I've been an infrequent mumsnetter for years but always find the advice on here really helpful.
My mum has always been quite tricky to deal with. She had me at 20 and she and my dad got married while she was pregnent, although this had never been mentioned ( did the maths aged 10!).
I don't have many warm memories of childhood - my first memory is of being told off for playing with the child next door when i was forbidden as mum had fallen out with the childs mother. Mum often seemed angry and easily upset. We were often walking on eggshells around her.
She was (and still is ) horrrible to my dad - speaks to him rudely, criticises him. They have never seemed to really like each other - no affection towards each other. She doesn't have any friends and any new friends she gets she soon falls out with,
As a teenager I did not confide in her or talk to her about any problems growing up as i didn't trust her or value her opinion.

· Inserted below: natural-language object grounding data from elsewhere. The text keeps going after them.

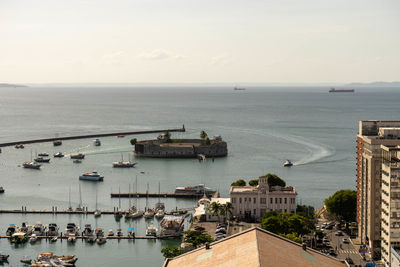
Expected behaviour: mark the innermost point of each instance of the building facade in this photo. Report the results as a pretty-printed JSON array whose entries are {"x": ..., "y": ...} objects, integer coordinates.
[
  {"x": 251, "y": 202},
  {"x": 372, "y": 134}
]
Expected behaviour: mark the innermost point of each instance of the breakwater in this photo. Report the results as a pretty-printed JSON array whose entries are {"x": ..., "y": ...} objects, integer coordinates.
[{"x": 96, "y": 135}]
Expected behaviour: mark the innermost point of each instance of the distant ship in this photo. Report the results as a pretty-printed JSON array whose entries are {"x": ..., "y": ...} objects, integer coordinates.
[{"x": 333, "y": 90}]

She was either overbearing with her advice or disengaged. She was quite critical, rarely praised. She took offence if you did not take her advice. If I confided in her, I would be fearful of it being thrown back in my face, which it often did. I realise now that she was depressed for most of my childhood, ESP my teenage years.
At the same time, she had a difficult relationship with her own family and ended up cutting off her brother and sister about 20 years ago. At a similar time, the brother and sister cut off their mother. I don't know why exactly but there had been mistrust between them all for years which culminated in a falling out about inheritance. She hates them quite openly. Says her brother bullied her as a child. Wished her mother dead to my face several times. I know she feels that she was a victims of their bad behaviour, that her mother didn't protect her from bullying brother.
During my twenties I had a distant but ok relationship with her. She left my dad, twice, both times by leaving without telling us where she was going. Both times she had bought a house and moved into it without telling anybody. The second time she bought the house with a man. I saw her occasionally and made it clear ( i think) that i unsderstood why she left but did not agree with the way she had done it. I never had a go at her about anything she had done. I woudn't dare plus I could see it was the behaviour of a damaged person.
I got engaged in 1999 and at the same time her relationship with the other man ended and my dad took her back. I was very upset about them getting back together as they had never got on and had by this time been sparated for 7 years. But they did and I have had one conversation with each of them about it - both claim at they only got back because the other cannot cope financially without them and it is for this reason alone.
I got married to a lovely DH and we have 3 children and for the last 10 years my mum has been a brilliant grandmother. It has brought out the best in her. I still limit what I say to her but the children and our mutual interests such as books and gardening have provided enough fodder for an acceptable relationship.She seems to have occasional depressive episodes still but they are blips rather than long episodes.
However, she has recently fallen out with yet another friend due to alleged bullying. It has triggered a new depressive episode which seems to be worse. I have advised her to have some counselling as I feel that the bullying she says she experienced as a child has scarred her. She thinks everyone is going to treat her the same way. She accepts this is a pattern but also thinks she is right to look for bullying tendencies in people and challenge them about them. She is paranoid I think and at the stage of depression where she is blaming everyone's else for her unhappiness. She came to see me before Xmas saying she was on beta blockers as the stress of living its my dad was unbearable. She can't sleep.
I have always felt quite sorry for my mum and have excused her behaviour because of her upbringing. But since this latest episode i don't really like my mum. I think she's now reaping what she has sowed. She recognises some of her behaviour but not the effect it has on other people. She always looks for people's faults but does not shine e same harsh light on herself. She has started criticising her GC (who adore her) with a comment on boxing day to my db's girlfriend ' grandaughter is a bit cheeky and does't look you in the eye but is not a bad kid really. ' is this a bad thing to say or am I overreacting?
So sorry for long post. Very cathartic!